Challenges
1. Adapting Existing Methodology for the United States
Before entering the U.S. market, we developed Robo Advisors for Southeast Asia, featuring a goal calculator, presented in an interactive lifestyle questionnaire. This well-received feature
enables investors to receive personalized investment recommendations that align with investors' goals based on their responses.
What didn't work

Option 1: Use lifestyle questions to help users calculate their retirement income.
When we presented this methodology to the U.S. client, they noted it tended to produce generalised recommendations. It lacks accuracy when applied in large countries like the U.S., with 50 states, and significant disparities in living costs between affluent and less affluent regions.

Option 2: Ask users to define their desired retirement income.
To enhance precision, we defined key expense categories in the U.S. and provided detailed breakdowns. This allowed users to set preferred amounts for each category, contributing to their targeted retirement income.
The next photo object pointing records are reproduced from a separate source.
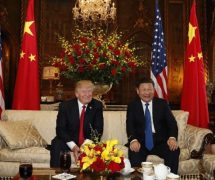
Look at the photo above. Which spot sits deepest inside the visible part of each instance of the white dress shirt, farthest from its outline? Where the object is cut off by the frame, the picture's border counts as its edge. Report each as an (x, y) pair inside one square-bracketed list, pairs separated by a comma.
[(72, 144), (151, 114)]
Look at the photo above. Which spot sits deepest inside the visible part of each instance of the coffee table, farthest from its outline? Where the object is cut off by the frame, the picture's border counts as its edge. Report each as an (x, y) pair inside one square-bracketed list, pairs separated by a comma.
[(47, 173)]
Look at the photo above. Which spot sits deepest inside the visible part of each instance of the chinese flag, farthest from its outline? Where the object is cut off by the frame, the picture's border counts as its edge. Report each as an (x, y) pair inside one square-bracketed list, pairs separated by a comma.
[(26, 92), (194, 98)]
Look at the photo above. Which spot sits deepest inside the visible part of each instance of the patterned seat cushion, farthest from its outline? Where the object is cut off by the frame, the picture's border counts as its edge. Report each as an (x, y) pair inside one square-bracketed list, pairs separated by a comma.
[(181, 119), (209, 165), (26, 135), (31, 154)]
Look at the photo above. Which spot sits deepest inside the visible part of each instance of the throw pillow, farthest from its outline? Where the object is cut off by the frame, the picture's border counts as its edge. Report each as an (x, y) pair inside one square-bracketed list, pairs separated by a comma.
[(20, 134)]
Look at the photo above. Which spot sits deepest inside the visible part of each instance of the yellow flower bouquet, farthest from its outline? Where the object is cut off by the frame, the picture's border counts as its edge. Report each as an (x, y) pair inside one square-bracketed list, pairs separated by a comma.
[(101, 157)]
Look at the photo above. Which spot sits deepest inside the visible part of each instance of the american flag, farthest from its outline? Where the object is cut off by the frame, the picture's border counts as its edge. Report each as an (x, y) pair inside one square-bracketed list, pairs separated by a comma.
[(2, 103), (159, 63)]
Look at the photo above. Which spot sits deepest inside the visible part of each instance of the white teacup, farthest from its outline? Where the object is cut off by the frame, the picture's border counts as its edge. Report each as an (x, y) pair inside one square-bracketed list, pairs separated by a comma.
[(126, 170), (147, 167), (148, 177), (172, 176)]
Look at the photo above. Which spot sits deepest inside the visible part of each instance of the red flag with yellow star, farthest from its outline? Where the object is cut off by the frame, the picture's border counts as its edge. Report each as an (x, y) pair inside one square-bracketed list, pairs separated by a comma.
[(194, 97), (26, 92)]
Asking users to define their retirement income contradicts the purpose of the Robo Advisor, which aims to offer tailored recommendations effortlessly. Testing showed prolonged decision-making and high dropout rates, highlighting its impracticality.
How we overcame the challenge
As a white-label solution provider, my team maintains flexibility to adjust the high-level user flow for new markets or clients. However, we must navigate tech constraints while accommodating new requirements to ensure scalability without overhauling our backend structure and APIs.
In response to feedback, I collaborated with the Solution Architect and Data Scientists to develop a comprehensive database of unique expense categories for each U.S. region. I then worked with the product team through multiple iterations to create simple and intuitive interfaces from the raw data, involving extensive reviews and critique sessions with internal stakeholders.
To create a seamless user experience, we utilise onboarding data to recommend preset expense ranges while allowing users to adjust categories based on lifestyle preferences.
2. Gathering Authentic User Feedback
After finalizing the new design, my next challenge is gathering authentic user feedback from native U.S. users. I was limited by strict data privacy regulations that prevented direct outreach to our client's customers.
To address this, I utilised secondary connections through colleagues and friends to recruit participants for usability tests, conducted during early morning or late-night sessions to accommodate time zone differences.